If one of your employees crashes a company vehicle or even their own car while on the clock, you might assume you are on the hook for the damages. That is not always true. The law draws a sharp line between a minor detour and a full-blown frolic. Understanding that line can save your business from paying for accidents that are not your responsibility.
The legal principle at play is called respondeat superior, which is Latin for “let the master answer.“ In plain English, it means an employer is liable for what an employee does while performing job duties. But those duties are not infinite. The employee must be acting within the “scope of employment” at the time of the crash. If the employee has stepped outside that scope, you are not liable.
Courts use two everyday words to separate acceptable deviations from unacceptable ones: detour and frolic. A detour is a minor, incidental side trip that still keeps the employee on the job. A frolic is a substantial personal jaunt that breaks the work connection entirely. The difference is not always obvious, but it comes down to three factors: the purpose of the trip, how far off the expected route the employee went, and how much time the deviation took.
Consider a delivery driver. He is supposed to make five stops between 10 a.m. and noon. On his way to the third stop, he swings through a fast‑food drive‑thru to grab lunch. That is a detour. He is still working, still in the company vehicle, and his personal errand is quick and close to the route. If he hits someone in the parking lot, you as the employer are likely liable because he was still furthering your business, even if he was also feeding himself.

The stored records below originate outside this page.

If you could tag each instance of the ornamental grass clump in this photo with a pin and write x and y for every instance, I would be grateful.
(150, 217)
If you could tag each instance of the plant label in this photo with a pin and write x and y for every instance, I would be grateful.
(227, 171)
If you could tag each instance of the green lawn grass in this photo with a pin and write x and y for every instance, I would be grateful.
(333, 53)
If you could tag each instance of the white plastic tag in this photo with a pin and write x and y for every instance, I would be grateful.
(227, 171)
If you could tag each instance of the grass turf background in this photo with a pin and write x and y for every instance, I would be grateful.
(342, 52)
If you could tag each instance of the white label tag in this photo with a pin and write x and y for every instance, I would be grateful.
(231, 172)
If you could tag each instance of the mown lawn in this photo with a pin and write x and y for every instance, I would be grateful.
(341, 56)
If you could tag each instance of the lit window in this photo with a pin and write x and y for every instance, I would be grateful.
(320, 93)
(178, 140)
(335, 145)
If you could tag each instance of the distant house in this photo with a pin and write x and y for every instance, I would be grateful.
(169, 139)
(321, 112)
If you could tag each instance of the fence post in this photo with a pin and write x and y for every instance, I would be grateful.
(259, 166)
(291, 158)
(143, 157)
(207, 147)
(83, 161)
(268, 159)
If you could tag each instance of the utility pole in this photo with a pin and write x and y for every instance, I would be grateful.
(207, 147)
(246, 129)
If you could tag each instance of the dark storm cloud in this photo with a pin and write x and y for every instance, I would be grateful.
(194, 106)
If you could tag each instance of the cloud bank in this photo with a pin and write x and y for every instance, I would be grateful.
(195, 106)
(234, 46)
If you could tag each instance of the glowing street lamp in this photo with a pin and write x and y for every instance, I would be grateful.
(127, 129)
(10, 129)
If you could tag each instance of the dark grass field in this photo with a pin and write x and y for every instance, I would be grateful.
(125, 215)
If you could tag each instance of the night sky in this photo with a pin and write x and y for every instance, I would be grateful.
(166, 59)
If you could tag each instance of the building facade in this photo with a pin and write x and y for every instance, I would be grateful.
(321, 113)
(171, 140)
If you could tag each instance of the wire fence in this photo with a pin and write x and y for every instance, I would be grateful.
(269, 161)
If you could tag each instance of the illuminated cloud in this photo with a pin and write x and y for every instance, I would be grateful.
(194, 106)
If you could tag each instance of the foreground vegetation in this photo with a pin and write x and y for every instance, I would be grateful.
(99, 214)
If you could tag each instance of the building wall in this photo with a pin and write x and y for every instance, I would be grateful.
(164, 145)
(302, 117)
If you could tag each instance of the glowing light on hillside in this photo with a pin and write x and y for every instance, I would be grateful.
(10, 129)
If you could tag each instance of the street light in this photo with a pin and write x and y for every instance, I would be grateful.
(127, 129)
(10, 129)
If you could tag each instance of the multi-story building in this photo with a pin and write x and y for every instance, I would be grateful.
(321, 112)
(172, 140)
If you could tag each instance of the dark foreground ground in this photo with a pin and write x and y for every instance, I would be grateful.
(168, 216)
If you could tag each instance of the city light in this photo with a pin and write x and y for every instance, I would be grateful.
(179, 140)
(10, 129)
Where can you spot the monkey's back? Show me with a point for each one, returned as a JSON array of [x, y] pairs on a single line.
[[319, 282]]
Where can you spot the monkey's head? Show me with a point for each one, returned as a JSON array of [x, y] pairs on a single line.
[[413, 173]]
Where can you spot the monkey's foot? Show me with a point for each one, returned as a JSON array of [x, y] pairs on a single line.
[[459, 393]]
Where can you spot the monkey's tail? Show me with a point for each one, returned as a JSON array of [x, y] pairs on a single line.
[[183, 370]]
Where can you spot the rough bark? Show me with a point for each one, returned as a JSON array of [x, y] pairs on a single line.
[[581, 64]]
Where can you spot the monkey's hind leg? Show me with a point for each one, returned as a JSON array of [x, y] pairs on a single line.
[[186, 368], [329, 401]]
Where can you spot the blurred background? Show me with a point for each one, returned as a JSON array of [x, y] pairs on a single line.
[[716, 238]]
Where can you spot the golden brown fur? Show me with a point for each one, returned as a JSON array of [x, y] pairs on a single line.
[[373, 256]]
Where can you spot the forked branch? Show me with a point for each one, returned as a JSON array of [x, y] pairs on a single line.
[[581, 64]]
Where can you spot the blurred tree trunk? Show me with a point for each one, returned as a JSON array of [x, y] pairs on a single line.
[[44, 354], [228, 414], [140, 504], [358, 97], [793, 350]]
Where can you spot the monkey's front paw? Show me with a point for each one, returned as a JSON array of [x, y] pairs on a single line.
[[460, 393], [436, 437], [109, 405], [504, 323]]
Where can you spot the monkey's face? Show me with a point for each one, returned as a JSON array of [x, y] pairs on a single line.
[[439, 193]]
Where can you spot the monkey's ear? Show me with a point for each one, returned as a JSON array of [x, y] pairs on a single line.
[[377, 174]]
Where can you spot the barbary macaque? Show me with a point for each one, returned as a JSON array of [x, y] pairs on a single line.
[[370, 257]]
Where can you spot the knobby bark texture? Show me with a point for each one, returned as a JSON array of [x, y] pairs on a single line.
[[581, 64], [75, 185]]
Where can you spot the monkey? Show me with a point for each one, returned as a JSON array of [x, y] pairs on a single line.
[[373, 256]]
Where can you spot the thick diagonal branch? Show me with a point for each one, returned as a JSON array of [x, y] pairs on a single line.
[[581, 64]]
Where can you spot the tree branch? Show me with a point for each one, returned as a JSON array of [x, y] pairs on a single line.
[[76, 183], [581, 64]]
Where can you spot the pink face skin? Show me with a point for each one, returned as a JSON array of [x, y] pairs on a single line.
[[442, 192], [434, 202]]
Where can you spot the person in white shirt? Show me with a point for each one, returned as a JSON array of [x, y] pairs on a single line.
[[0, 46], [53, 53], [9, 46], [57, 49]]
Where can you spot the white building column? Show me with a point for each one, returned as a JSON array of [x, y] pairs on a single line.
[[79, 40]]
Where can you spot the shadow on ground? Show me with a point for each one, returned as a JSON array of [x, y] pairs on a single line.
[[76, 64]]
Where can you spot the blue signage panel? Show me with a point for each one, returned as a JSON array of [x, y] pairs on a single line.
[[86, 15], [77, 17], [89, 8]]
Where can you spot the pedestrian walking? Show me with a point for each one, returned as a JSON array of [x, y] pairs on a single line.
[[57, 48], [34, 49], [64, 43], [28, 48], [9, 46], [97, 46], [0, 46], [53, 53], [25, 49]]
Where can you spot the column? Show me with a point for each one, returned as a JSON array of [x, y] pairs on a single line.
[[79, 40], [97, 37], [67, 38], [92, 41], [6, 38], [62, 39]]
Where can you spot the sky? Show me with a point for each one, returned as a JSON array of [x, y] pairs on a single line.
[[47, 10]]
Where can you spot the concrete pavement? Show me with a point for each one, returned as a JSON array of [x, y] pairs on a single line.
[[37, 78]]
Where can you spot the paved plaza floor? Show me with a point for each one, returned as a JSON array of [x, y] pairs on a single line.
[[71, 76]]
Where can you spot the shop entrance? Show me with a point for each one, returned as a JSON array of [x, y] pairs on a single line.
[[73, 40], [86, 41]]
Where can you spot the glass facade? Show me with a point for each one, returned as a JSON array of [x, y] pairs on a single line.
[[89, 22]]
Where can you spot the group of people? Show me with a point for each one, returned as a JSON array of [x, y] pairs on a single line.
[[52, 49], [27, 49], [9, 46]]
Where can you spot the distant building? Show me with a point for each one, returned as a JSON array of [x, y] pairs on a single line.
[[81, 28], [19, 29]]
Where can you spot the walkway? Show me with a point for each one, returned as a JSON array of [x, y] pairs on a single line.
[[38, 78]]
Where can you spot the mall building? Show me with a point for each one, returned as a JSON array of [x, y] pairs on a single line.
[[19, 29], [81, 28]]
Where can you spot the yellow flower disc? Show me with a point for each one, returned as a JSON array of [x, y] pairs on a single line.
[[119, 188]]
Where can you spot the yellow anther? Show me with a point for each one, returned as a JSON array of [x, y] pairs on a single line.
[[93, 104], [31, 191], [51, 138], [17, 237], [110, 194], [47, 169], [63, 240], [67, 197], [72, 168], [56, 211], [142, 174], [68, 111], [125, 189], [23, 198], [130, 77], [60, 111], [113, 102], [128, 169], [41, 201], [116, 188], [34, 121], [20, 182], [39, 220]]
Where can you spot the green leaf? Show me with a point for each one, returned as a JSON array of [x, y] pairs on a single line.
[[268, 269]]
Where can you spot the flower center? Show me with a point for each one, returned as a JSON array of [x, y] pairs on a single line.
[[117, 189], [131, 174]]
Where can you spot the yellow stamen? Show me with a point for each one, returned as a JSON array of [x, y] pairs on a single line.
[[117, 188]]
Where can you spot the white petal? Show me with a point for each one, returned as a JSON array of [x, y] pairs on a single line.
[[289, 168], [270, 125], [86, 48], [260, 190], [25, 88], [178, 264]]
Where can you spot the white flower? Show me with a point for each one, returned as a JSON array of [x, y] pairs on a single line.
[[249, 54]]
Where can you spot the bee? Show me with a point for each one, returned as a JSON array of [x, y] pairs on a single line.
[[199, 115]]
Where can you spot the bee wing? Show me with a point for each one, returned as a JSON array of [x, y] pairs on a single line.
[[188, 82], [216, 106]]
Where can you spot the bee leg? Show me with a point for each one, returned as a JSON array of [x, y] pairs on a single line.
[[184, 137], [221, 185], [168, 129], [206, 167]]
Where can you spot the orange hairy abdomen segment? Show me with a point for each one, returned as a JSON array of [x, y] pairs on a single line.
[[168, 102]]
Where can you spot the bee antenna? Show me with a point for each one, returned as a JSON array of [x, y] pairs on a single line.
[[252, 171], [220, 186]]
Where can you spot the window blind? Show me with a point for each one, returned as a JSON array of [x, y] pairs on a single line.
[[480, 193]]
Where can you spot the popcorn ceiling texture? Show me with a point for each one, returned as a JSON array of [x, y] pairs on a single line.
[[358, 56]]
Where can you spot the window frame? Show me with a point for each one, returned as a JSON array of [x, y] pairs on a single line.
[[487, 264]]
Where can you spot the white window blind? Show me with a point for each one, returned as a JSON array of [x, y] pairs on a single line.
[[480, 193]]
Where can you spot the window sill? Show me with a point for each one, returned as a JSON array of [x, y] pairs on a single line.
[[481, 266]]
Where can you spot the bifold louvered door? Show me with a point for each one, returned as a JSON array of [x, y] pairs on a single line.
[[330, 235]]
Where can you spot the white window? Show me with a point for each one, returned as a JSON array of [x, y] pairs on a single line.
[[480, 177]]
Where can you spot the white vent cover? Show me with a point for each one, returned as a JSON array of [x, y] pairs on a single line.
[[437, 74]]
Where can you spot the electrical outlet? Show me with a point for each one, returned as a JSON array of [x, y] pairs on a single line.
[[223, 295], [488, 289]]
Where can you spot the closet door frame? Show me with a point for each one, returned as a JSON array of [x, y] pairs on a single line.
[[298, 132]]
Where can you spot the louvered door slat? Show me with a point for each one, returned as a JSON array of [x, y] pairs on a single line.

Now consider that same driver finishing his last delivery at 11:30 a.m. Instead of returning to the warehouse, he decides to drive 30 miles in the opposite direction to pick up a friend from the airport. That is a frolic. The purpose is purely personal, the distance is substantial, and it has nothing to do with his job. If he causes an accident during that trip, you are not liable. He effectively quit working the moment he turned the wheel toward the airport.
But the line gets blurry when the personal errand mixes with work. Suppose a salesperson uses her own car to visit a client. On the way, she stops at a pharmacy to pick up a prescription. That stop might be a detour because it is brief and on the way. But if she drives 20 miles out of her way to shop at a mall, that is a frolic. Courts also look at whether the employer had any control over the employee’s schedule or route. A salaried employee with flexible hours is more likely to be on a frolic than an hourly worker who must punch in and out.
Another common scenario is the “dual‑purpose” trip. An employee goes to a work meeting but also plans to run a personal errand at the same location. If the work purpose is a substantial reason for the trip, the whole journey may be within the scope of employment, even if there is a personal side benefit. But if the personal reason is dominant, the trip becomes a frolic.
What about commuting? Generally, an employee driving to and from work is not acting within the scope of employment. That is the “coming and going” rule. There are exceptions, like if the employee is required to use a personal vehicle for work tasks or is on call. But for most routine commutes, the employer is off the hook.
The consequences of being on a frolic versus a detour are stark. If it is a detour, the employer’s insurance pays, and the employer may face a lawsuit. If it is a frolic, the employee is personally responsible for the accident. That means the injured party sues the employee, not the company. The employee’s personal auto insurance is primary, and if that is not enough, the employee’s personal assets are at risk.
To protect yourself, you need clear policies about vehicle use, personal errands during work hours, and reporting of accidents. Train employees to understand that any significant deviation from their duties without permission is their own responsibility. Keep logs of routes and schedules so you can reconstruct the facts if a crash occurs. And never assume that because an accident happened in a company car, you are automatically liable. The key question is always: was the employee still doing your business, or did they go off on a frolic?
Knowing the difference between a detour and a frolic is not just legal trivia. It is a practical tool for managing risk. When an employee takes a short, reasonable side trip, you pay. When they take a long, personal joyride, they pay. Make sure your team knows where that line is, because crossing it can land you in court or leave them holding the bill.